Basically, this means companies scouring the globe to find places that offer the cheapest labour and the slackest employment legislation. While prestige car brands are not engaging in that sort of activity, they do seem to be racing towards the bottom of the car market. With Audi, BMW and Mercedes all having launched their second-generation lower medium models, now is a good time to take stock of whether this has been a good move.
Generally speaking, the move has been a success in terms of sales. From a standing start, all three manufacturers are achieving at least half as much market share in the lower medium segment as they are in the upper medium segment. Given how established compact executive cars are in the UK, that is a pretty good result.
However, it is interesting that just slapping a prestige badge on the front of a small car is not enough, as has been proven by the odd failure.
The Audi A2 has got nowhere near its sales targets as it managed to solve a number of non-existent problems.

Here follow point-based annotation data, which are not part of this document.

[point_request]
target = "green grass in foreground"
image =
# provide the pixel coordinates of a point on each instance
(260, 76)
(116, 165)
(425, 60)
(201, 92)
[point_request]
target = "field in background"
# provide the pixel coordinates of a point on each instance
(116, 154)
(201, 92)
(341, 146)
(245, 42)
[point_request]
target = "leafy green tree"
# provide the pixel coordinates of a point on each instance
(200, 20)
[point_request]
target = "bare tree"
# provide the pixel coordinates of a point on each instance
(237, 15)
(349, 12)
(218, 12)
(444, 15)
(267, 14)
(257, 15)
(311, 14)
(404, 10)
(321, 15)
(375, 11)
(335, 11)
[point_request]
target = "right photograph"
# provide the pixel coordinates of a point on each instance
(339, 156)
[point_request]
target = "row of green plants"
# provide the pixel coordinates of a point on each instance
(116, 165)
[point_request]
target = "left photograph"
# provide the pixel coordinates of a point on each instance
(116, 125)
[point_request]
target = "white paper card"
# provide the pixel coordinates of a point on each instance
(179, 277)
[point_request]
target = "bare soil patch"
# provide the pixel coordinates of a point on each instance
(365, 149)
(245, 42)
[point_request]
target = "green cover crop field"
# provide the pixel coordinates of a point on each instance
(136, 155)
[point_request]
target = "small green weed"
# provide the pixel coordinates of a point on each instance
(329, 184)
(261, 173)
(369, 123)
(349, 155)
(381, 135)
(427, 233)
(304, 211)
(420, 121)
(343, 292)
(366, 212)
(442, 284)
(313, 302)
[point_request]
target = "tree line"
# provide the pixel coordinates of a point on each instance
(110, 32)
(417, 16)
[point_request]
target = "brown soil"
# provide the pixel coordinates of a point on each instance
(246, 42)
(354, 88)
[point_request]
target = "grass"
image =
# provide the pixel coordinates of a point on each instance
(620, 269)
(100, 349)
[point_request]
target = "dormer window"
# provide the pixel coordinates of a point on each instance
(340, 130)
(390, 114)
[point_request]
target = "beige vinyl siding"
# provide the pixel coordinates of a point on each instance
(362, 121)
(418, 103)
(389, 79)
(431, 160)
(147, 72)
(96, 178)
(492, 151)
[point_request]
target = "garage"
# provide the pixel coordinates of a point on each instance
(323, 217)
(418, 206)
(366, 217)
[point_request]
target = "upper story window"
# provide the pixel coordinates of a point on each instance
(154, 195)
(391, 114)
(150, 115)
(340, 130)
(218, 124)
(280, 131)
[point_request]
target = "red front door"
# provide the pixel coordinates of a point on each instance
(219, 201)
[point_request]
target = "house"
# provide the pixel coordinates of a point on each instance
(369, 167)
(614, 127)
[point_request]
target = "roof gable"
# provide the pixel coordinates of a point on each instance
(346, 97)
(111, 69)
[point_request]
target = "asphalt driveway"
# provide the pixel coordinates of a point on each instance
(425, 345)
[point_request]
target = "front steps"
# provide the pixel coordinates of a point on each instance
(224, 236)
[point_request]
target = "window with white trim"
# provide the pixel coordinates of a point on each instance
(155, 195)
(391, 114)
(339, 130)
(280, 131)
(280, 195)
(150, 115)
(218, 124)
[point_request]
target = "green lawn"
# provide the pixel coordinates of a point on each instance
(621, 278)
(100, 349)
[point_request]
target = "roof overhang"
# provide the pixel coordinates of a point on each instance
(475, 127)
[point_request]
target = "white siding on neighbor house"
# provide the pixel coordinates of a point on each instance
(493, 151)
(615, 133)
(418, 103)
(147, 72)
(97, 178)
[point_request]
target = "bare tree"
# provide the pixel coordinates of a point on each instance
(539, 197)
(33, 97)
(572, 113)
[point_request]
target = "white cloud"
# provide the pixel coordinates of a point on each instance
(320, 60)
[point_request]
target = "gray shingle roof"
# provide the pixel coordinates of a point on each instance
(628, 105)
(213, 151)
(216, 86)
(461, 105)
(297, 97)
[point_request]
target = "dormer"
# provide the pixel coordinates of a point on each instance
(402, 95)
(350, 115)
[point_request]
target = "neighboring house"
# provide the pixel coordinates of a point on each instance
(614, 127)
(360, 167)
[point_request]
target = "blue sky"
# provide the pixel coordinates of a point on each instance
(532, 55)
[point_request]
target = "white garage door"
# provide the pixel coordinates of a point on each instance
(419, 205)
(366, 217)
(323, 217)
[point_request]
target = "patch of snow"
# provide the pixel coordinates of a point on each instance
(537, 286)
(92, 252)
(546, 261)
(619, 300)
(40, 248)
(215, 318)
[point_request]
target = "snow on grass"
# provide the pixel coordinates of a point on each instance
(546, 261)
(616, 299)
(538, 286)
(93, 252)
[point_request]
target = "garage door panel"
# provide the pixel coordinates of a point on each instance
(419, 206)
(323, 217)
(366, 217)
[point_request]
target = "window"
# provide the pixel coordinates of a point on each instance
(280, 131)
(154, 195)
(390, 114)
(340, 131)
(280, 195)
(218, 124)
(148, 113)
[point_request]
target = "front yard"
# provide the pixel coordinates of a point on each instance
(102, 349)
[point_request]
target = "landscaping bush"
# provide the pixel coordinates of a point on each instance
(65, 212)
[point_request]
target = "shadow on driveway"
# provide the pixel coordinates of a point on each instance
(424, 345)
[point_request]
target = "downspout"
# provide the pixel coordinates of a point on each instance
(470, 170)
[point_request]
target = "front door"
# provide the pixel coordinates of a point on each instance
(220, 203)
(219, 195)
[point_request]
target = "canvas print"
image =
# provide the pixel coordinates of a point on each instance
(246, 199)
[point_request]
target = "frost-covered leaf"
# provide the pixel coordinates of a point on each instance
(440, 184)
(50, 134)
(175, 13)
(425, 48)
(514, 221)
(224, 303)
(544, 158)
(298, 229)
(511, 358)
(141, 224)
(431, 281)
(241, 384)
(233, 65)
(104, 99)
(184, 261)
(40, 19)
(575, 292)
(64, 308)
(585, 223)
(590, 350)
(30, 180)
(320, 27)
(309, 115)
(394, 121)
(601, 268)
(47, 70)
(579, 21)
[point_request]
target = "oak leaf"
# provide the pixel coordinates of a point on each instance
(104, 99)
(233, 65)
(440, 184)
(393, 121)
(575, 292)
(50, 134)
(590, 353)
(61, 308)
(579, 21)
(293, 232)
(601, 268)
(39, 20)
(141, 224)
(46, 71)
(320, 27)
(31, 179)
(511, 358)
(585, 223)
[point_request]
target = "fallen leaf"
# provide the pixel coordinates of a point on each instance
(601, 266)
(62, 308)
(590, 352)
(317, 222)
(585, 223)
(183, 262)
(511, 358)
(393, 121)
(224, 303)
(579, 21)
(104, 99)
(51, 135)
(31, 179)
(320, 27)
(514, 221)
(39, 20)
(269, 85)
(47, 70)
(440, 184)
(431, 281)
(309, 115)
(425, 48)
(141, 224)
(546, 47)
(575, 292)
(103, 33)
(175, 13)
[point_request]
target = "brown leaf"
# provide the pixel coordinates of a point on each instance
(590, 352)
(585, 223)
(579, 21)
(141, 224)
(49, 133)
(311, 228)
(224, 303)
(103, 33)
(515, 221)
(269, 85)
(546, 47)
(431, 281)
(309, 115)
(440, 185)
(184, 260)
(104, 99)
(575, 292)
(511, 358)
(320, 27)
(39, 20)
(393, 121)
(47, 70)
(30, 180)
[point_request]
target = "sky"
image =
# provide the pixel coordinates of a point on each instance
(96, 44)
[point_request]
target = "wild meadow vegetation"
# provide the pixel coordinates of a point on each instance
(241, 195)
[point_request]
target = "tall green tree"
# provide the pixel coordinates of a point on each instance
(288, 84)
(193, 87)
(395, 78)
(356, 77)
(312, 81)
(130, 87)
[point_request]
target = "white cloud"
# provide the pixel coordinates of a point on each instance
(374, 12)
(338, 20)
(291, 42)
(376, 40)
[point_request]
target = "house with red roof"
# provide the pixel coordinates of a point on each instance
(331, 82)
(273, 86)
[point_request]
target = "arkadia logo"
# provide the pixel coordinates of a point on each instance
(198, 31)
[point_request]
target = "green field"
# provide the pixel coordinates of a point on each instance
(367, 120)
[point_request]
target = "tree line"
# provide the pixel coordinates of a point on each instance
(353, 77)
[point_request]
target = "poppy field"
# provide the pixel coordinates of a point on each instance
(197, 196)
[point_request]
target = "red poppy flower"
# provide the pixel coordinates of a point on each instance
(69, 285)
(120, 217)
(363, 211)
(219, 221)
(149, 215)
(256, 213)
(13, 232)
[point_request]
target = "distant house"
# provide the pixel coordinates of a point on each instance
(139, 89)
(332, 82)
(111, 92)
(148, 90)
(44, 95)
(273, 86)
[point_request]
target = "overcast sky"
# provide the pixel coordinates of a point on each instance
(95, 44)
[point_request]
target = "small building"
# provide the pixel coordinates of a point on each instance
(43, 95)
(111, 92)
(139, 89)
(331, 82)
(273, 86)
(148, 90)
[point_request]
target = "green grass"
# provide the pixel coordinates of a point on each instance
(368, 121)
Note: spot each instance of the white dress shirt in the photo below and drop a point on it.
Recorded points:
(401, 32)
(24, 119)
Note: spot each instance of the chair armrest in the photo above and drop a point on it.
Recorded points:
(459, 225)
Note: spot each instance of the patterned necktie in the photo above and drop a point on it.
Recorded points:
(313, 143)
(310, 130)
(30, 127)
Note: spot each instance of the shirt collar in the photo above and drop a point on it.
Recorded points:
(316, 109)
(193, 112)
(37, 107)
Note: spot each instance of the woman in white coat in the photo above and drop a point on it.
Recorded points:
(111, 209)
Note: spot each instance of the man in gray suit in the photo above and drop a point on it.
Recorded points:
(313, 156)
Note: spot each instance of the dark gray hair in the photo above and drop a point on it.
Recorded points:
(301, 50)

Lightweight aluminium construction makes a lot of sense for a big luxury car, such as the new Jaguar XK8, but in a small car, aluminium is just a feature, not a benefit.
The A2, with its high technology, was intended to bring Audi to a younger audience of trend-setting 30-somethings. Instead, its compact dimensions, high quality and tall stance made it perfect for a small number of affluent older people.

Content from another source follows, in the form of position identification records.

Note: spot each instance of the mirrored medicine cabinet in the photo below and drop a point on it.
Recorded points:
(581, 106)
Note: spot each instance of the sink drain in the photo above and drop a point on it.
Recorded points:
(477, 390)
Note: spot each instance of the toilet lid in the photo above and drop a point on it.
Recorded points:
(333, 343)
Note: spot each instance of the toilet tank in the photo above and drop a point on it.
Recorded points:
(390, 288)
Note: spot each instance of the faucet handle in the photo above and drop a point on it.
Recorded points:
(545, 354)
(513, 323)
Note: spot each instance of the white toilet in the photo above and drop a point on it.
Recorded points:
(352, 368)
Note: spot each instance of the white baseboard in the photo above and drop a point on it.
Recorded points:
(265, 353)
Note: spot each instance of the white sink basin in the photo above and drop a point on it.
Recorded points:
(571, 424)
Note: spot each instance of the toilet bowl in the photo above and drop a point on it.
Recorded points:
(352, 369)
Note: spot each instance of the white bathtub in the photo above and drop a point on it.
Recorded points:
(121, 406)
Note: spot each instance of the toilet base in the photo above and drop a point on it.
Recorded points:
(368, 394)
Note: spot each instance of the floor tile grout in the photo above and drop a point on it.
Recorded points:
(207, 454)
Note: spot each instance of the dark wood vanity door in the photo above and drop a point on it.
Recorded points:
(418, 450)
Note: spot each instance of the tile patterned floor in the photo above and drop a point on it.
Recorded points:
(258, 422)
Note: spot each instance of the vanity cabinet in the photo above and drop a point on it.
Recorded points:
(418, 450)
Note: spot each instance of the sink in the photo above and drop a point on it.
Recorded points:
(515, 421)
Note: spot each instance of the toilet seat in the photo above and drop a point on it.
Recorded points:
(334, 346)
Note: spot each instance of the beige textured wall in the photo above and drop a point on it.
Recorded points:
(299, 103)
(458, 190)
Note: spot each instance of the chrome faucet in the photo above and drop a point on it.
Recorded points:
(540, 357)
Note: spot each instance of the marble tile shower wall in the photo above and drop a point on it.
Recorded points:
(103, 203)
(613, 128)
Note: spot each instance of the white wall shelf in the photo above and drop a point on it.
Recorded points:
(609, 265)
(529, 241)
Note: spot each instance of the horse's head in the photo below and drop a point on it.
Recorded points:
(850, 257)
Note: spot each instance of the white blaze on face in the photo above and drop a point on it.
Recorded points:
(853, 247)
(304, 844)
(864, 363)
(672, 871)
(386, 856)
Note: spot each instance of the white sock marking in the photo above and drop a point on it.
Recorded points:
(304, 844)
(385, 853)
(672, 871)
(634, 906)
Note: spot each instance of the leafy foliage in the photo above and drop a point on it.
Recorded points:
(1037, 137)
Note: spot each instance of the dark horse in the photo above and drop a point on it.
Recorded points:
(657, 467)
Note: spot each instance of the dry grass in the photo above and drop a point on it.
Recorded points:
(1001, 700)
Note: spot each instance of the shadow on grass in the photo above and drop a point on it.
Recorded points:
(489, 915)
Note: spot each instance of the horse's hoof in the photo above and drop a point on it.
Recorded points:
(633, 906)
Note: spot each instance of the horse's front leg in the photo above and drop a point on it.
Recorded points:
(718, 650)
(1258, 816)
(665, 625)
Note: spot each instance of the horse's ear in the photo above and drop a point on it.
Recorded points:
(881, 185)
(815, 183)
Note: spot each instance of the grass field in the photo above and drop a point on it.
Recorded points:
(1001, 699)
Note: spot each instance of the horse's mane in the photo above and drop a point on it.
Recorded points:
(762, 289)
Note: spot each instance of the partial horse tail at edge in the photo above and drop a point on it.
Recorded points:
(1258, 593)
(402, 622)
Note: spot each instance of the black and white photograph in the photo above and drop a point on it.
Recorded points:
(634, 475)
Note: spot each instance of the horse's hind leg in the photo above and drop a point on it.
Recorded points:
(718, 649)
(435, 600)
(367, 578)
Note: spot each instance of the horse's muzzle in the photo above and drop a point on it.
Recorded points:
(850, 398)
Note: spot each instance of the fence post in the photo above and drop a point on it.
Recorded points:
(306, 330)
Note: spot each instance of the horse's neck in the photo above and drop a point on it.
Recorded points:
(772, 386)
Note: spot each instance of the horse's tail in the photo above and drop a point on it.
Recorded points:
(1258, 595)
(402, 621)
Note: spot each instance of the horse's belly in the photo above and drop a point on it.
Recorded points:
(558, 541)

In the case of BMW, the 3-series Compact is being dropped as the far bigger-selling 1-series has taken over.
So is a lower medium car the automotive equivalent of a free hit for the prestige brands – simply offer the prestige badge to a wider clientele and watch the money roll in?

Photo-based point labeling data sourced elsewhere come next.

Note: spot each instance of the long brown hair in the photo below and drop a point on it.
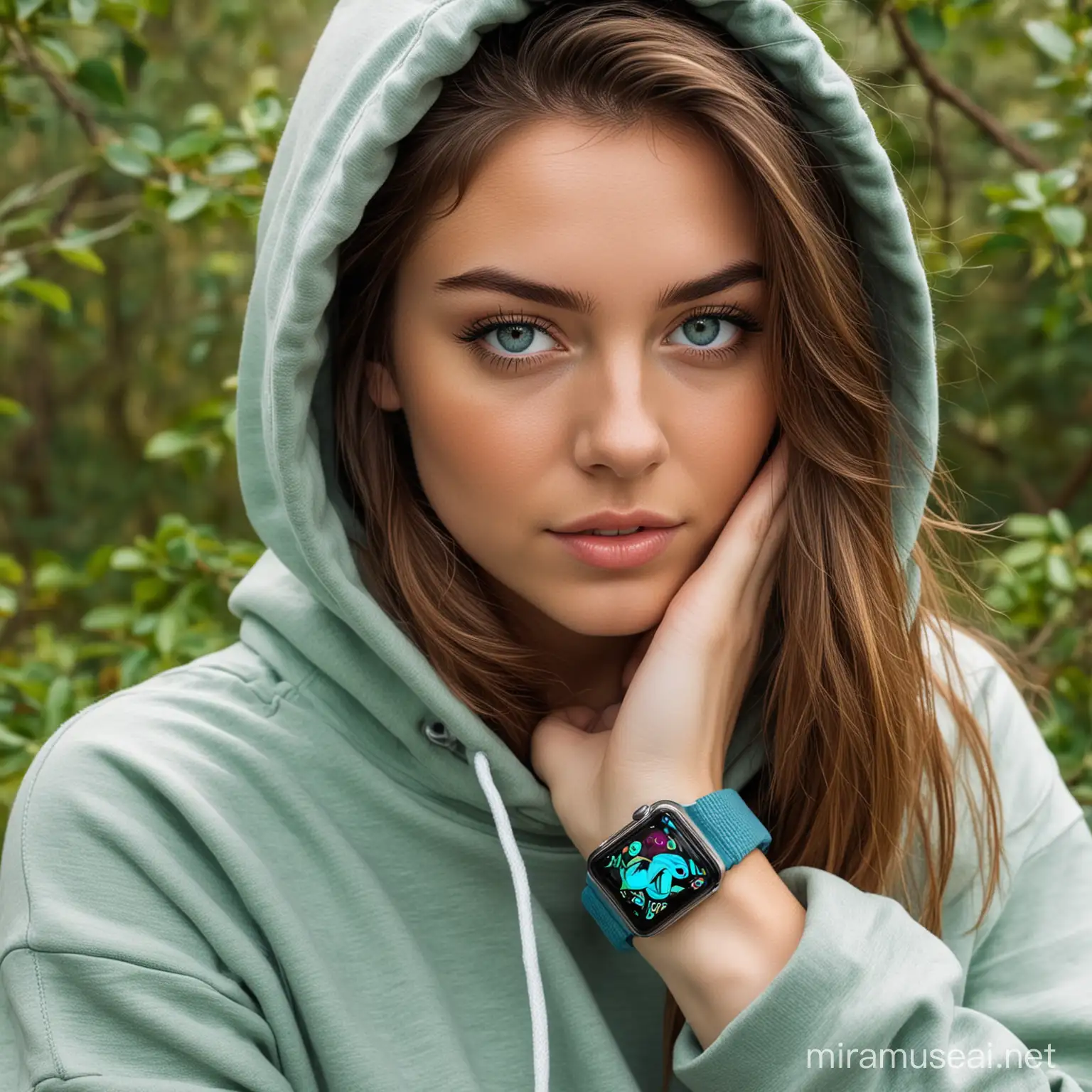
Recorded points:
(852, 690)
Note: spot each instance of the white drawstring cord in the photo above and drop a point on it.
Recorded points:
(540, 1032)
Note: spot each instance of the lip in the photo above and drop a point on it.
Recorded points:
(617, 521)
(623, 552)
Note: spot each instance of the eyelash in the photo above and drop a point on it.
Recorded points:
(472, 334)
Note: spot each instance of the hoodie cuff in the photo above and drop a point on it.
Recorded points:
(865, 975)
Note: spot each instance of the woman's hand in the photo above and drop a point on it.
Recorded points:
(682, 685)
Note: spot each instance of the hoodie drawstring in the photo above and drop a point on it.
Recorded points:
(436, 732)
(540, 1033)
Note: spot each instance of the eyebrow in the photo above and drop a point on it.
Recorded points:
(497, 279)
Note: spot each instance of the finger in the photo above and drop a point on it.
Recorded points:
(769, 552)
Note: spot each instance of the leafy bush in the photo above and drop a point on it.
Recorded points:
(136, 136)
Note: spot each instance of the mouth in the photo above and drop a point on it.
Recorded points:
(617, 550)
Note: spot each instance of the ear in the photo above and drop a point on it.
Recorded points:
(381, 387)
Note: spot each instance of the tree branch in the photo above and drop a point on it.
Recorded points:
(1080, 478)
(26, 56)
(941, 89)
(1031, 498)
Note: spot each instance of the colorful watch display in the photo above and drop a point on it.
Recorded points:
(670, 859)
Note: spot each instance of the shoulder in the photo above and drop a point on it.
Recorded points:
(1037, 806)
(156, 724)
(140, 766)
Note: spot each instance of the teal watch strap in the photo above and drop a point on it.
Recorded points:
(729, 825)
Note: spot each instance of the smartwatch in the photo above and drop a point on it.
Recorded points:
(664, 863)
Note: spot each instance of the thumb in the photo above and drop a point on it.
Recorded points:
(560, 744)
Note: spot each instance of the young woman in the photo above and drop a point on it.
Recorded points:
(481, 788)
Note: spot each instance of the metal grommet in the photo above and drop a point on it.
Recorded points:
(436, 732)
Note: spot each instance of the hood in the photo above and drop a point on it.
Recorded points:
(375, 73)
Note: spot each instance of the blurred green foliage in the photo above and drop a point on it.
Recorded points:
(136, 136)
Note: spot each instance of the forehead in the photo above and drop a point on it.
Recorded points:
(562, 199)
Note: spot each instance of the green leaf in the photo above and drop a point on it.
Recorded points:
(134, 56)
(1066, 223)
(60, 53)
(14, 270)
(203, 114)
(1059, 525)
(1024, 554)
(108, 617)
(58, 703)
(1059, 574)
(83, 11)
(171, 623)
(11, 741)
(146, 138)
(1027, 183)
(50, 294)
(1051, 40)
(1027, 525)
(9, 603)
(128, 160)
(1055, 181)
(99, 77)
(927, 28)
(167, 444)
(11, 572)
(191, 144)
(82, 257)
(188, 203)
(232, 161)
(128, 560)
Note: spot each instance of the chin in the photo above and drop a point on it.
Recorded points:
(609, 611)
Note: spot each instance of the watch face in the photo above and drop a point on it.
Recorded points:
(655, 870)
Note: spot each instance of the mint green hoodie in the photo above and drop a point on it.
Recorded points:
(303, 864)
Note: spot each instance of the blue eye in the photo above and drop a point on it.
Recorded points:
(703, 331)
(518, 338)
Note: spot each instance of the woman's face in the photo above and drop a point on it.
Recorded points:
(550, 365)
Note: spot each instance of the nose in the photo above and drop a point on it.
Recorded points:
(619, 416)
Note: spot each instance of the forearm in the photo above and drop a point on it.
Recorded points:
(719, 957)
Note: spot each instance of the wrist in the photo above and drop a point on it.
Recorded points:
(621, 814)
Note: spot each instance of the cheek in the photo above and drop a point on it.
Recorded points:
(725, 437)
(474, 460)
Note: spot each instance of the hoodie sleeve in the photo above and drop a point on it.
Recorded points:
(867, 978)
(105, 982)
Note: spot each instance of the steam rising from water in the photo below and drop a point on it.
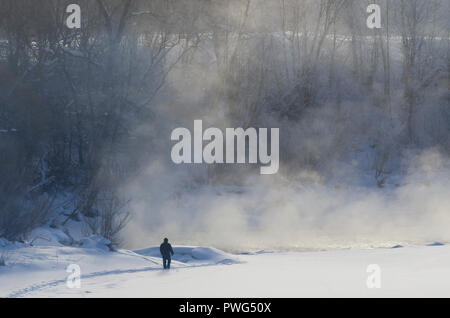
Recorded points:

Unfortunately not. When a prestige brand goes downmarket, it inevitably dilutes the brand value to some extent. The more convincing the smaller car, the less damage it will do, but there will always be some collateral damage.
That’s why Mercedes has worked hard to improve the perceived quality of the new A-class: this generation feels like a Mercedes, whereas early MkI models had interior plastics apparently borrowed from a budget brand.
The major factor in the move downmarket is that it will work so long as everyone does it. If all three German brands move into the lower medium segment, then none of them loses their prestige aura relative to the others.
Theoretically, that should create an opportunity for other prestige brands to cash in on their more exclusive status but, clearly, that has not happened.
The spectre at the feast is Lexus, who believes it is the one best placed to attack the slightly diluted images of the big three German marques in the UK prestige market.